Paul leaned back slowly, rubbing a hand over his face. “Okay. Okay. This is… a lot.”

Roisin nodded. “I know.”

“And you’re sure he wasn’t just talking bollocks? Artists are specially trained to do that.”

Roisin shook her head. “Trust me. I can talk bollocks with the best of them. No. He wasn’t being cryptic. He was being literal.”

Steve stepped closer. “Tell him what happened when you got home.”

Roisin hesitated.

Paul looked between them. “What happened when you got home?”

Roisin pressed a hand to her chest. “Something followed me.”

Paul froze. “Followed you from the gallery?”

“Yes.”

“That whatever-it-was knocking at the door?”

Roisin shook her head. “I don’t know. I didn’t see it. But I felt it. And it… tried to get through the door.”

Paul stared at her. “You’re telling me something invisible followed you home and came through the door like a sodding ghost?”

Roisin didn’t smile. “It didn’t get in, mostly thanks to Steve.”

Steve added quietly, “And it wasn’t a ghost.”

Paul turned to him. “You’re not helping.”

Steve ignored him. “Roisin, tell him the rest.”

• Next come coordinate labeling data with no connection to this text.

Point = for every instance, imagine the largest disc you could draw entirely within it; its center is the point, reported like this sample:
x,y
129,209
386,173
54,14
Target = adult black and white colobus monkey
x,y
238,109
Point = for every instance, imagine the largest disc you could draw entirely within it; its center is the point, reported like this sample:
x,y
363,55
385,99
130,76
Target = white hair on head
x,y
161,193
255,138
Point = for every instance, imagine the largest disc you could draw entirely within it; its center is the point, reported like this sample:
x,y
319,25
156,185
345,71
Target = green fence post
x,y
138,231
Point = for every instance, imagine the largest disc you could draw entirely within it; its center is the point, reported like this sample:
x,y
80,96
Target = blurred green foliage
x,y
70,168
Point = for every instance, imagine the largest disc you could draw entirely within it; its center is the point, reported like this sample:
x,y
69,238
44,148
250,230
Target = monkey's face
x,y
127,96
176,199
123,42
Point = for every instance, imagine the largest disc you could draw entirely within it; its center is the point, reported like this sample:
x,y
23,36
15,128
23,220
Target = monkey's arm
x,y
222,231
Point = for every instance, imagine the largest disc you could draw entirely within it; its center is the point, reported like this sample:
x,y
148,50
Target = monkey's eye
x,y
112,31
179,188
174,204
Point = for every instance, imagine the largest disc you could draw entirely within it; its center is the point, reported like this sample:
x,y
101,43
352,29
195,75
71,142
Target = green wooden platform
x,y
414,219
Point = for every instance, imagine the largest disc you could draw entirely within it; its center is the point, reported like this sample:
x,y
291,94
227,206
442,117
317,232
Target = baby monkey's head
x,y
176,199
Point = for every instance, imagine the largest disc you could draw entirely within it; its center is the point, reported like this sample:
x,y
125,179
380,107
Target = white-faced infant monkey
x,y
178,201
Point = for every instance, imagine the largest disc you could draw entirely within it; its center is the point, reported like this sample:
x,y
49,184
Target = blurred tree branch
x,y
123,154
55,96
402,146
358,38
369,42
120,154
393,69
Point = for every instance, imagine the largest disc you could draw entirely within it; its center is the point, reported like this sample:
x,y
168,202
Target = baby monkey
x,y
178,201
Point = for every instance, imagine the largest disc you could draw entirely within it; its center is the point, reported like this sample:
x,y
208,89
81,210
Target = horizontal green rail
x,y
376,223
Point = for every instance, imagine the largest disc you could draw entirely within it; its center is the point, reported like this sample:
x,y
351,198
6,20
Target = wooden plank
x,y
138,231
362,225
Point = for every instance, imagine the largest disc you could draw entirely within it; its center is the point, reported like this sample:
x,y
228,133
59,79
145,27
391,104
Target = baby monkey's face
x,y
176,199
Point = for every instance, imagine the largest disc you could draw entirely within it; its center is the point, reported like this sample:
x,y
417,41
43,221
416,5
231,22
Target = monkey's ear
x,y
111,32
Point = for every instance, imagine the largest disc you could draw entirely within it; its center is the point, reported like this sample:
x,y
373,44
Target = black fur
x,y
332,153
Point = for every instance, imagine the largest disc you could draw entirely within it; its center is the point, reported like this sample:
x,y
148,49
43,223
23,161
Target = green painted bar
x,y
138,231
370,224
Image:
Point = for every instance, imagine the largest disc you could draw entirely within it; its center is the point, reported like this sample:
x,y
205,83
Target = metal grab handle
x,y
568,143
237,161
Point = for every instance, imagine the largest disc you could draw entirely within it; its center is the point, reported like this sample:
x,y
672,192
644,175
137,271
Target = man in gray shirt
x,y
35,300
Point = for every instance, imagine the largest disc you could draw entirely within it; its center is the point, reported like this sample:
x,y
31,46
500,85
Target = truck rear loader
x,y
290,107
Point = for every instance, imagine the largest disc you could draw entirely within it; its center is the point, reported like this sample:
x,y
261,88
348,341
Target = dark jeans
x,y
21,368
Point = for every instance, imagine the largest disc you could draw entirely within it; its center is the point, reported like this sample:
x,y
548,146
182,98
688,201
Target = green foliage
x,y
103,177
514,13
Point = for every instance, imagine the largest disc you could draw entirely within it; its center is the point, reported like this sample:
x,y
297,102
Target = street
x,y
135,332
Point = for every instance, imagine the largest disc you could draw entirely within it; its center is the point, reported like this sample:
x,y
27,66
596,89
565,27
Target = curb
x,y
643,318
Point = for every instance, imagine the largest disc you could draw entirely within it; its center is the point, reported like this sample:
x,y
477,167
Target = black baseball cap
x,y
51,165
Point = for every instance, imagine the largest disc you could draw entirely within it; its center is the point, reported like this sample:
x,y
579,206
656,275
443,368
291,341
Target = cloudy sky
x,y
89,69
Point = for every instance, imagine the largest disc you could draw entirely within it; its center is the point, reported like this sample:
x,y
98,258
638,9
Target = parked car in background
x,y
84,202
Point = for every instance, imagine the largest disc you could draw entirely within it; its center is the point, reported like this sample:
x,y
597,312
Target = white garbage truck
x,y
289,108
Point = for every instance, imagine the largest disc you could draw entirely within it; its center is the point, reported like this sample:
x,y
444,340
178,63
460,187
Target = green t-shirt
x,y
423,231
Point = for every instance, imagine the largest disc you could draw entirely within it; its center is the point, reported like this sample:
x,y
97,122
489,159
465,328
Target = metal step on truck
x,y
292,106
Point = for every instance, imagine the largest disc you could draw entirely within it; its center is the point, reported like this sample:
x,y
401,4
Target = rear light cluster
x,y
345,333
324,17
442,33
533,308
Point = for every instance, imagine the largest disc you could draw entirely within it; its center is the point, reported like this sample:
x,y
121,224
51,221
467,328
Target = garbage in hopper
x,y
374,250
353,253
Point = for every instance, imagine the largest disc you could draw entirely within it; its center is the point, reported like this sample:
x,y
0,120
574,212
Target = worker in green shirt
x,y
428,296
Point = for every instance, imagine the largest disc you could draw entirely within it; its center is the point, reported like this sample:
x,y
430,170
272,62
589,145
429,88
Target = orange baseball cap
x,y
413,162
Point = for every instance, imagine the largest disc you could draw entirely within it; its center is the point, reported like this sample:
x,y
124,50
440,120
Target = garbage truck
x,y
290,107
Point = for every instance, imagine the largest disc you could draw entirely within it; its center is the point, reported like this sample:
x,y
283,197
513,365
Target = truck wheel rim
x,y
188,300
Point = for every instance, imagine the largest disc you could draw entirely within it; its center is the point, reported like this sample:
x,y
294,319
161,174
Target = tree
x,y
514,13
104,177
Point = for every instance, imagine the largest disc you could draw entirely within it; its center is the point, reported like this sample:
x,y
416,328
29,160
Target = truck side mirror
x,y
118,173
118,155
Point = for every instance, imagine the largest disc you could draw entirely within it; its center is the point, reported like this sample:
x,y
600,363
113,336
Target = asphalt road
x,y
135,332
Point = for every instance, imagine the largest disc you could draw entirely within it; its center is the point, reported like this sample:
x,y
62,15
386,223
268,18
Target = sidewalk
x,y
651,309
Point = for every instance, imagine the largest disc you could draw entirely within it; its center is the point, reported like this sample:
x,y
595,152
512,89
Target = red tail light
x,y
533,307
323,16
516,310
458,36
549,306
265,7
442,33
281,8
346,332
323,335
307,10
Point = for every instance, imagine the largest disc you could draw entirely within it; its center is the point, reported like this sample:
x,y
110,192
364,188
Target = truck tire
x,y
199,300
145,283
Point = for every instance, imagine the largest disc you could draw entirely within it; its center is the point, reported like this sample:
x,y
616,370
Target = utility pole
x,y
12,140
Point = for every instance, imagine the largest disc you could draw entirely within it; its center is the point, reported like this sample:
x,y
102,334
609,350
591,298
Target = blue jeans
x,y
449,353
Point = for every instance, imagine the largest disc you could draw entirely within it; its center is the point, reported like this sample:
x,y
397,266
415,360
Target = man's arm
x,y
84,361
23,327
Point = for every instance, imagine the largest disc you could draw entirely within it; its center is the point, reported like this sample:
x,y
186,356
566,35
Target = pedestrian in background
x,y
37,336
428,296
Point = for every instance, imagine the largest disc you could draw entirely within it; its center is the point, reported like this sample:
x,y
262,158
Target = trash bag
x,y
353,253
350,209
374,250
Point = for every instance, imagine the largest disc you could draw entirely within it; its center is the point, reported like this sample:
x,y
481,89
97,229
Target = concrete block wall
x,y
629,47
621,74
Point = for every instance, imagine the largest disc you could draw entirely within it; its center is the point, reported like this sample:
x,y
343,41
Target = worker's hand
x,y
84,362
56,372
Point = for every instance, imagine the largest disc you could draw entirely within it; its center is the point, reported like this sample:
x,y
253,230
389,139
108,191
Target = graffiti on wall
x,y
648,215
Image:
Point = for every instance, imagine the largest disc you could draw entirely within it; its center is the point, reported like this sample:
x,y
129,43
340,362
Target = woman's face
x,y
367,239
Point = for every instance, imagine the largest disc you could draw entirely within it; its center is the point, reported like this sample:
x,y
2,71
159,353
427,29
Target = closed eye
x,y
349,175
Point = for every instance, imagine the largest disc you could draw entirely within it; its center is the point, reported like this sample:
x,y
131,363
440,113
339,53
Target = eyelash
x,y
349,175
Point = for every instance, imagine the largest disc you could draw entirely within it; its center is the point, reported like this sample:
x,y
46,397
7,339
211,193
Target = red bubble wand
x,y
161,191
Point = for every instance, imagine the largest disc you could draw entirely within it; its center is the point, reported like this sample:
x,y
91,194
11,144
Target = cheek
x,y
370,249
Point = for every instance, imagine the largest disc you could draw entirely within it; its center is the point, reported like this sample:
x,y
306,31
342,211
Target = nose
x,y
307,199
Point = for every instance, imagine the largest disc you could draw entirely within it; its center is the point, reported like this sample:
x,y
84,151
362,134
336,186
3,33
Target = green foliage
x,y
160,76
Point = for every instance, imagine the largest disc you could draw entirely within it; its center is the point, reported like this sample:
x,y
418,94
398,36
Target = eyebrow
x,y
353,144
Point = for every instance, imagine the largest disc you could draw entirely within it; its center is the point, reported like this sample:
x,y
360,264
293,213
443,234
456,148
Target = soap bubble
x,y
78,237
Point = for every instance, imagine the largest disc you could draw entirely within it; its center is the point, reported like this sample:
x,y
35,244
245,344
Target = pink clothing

Roisin took a breath. “It wasn’t just outside. It was inside as well. At the same time. It had those prims we talked about, and when Steve tried to fend it off it pulled them out of me instead. Like part of it was inside me like two magnets trying to pull toward each other.”

Steve shook his head and crossed the room to the back door. He put his ear to it as if he were listening to something outside, then turned back to them. “More like two halves of a neutron bomb trying to meet each other halfway. If I hadn’t been there.” He shook his head and used his hands to illustrate an atomic mushroom in the air.